Area Urbana
Museo all'aperto
Il MAB su Corso Mazzini si arricchisce di 10 nuove opere. A breve le installazioni straordinarie dei maestri del 900
Il Comune di Cosenza ha ufficializzato l’affidamento del servizio di progettazione e installazione per i capolavori del Novecento ancora custoditi. Intervento di restauro e traslazione anche per la celebre “Stele in marmo bianco” di Sosno

COSENZA – Il MAB su Corso Mazzini (Museo all’aperto Bilotti) si prepara a cambiare volto e a completare il suo prestigioso percorso espositivo nel cuore pulsante della città di Cosenza. Con determinazione dirigenziale del Settore 4 (Cultura, Teatro, Spettacoli) guidato dal direttore Giuseppe Bruno, l’Amministrazione comunale ha ufficialmente sbloccato i fondi e affidato il servizio per la progettazione e l’installazione di dieci opere d’arte integrative. L’intervento mira a valorizzare ulteriormente l’asse urbano compreso tra Piazza Bilotti, l’isola pedonale di Corso Mazzini e la testata di Piazza dei Bruzi, un’area strategica ad altissima attrattività turistica, commerciale e culturale.

MAB su Corso Mazzini: in arrivo capolavori del Novecento
Il Museo all’aperto, nato originariamente grazie alla storica donazione del mecenate Carlo F. Bilotti e vincolato dal Ministero della Cultura per il suo eccezionale interesse storico-artistico, ospita già firme del calibro di Dalì, De Chirico, Consagra, Manzù e Greco. Ad oggi, tuttavia, residuavano ancora dieci opere d’arte da installare. Grazie a questo nuovo provvedimento, i cittadini e i turisti potranno presto ammirare lungo l’isola pedonale i lavori di autorevoli maestri del Novecento italiano come Giacomo Balla, Gino Severini, Mario Sironi, Antonietta Raphael Mafai e Michele Zappino.
Le 10 nuove opere che saranno installate
Alle sculture di assoluto valore già presenti si andranno ad aggiungere: le tre Danseuses di Gino Severini, in bronzo, del 1962 (La “Foietteè”, “Relevèe sur Pointe”, e “Attitude”); “Linee forza del pugno di Boccioni”, del 1915, in ferro rosso, di Giacomo Balla; “Donna acefala seduta”, del 1937, in marmo nero marquinia, di Mario Sironi; “Figura femminile”, datata ‘900, di autore ignoto, di marmo bianco di Carrara.

Ancora, tre opere di Antonietta Raphael Mafai (“Uomo in bagno”, del 1949, in marmo grigio bardiglio, “Missione segreta”, del 1964, in marmo nero marquinia, e “Toro morente”, del 1937, in marmo nero marquinia. Decima ed ultima opera, “Nudo di donna” di Michele Zappino, del 1949, in bronzo
Il restauro della “Stele” di Sosno
Il progetto non prevede solo il posizionamento delle nuove sculture, ma include anche il trasferimento, la pulitura e la protezione impermeabilizzante delle superfici. Oltre all’esordio dei dieci nuovi capolavori, l’intervento prevede un importante intervento conservativo su un’opera già simbolo del Corso: il gruppo scultoreo della “Stele in marmo bianco” di Sasha Sosno già autore delle Tre Colonne doriche, dell’opera 7 di Cuori (foto in basso) e dei Due Guerrieri Antichi (Bronzi di Riace).

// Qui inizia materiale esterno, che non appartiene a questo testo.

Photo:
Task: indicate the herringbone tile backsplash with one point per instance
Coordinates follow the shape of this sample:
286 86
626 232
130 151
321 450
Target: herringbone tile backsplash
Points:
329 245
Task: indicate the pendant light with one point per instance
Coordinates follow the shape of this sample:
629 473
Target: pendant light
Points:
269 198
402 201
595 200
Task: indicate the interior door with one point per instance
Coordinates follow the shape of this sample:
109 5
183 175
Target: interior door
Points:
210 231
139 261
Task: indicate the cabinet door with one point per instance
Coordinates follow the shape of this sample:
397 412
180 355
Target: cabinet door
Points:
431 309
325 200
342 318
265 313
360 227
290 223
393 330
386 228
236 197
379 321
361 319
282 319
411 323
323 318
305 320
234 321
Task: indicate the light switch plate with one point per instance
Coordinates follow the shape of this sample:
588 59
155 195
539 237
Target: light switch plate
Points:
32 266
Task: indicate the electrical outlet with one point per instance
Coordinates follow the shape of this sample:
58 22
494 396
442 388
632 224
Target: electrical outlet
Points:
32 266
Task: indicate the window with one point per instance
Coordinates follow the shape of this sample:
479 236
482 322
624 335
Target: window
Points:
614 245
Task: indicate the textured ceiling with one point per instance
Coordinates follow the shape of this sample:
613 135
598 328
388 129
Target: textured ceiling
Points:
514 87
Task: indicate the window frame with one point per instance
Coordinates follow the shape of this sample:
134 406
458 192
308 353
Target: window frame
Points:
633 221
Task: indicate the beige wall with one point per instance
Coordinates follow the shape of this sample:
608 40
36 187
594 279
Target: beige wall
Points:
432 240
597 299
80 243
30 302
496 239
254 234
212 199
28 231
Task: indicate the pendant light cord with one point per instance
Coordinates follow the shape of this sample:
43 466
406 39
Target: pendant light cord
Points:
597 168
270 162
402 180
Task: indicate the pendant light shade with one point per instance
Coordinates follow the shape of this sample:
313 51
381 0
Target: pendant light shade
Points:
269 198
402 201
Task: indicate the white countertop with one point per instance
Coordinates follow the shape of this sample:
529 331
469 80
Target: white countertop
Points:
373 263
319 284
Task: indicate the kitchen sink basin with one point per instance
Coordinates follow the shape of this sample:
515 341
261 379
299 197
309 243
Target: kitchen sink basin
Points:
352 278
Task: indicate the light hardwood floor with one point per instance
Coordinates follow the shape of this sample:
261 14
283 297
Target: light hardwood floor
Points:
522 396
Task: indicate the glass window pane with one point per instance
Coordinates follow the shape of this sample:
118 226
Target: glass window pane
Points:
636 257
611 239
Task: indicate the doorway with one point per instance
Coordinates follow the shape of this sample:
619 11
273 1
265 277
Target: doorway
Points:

L’opera sarà sottoposta a un completo restauro e a una successiva traslazione. La gestione complessiva del servizio è stata affidata alla ditta specializzata Bretia Restauri dell’architetto Amedeo Lico, con sede a Rogliano, realtà che ha già maturato una specifica esperienza nel campo della conservazione e della valorizzazione dei beni culturali. L’Amministrazione comunale ha stanziato per il progetto di installazione delle nuove opere del MAB una somma totale omnicomprensiva pari a 79.009,64 euro, interamente coperta dal bilancio dell’esercizio finanziario 2026.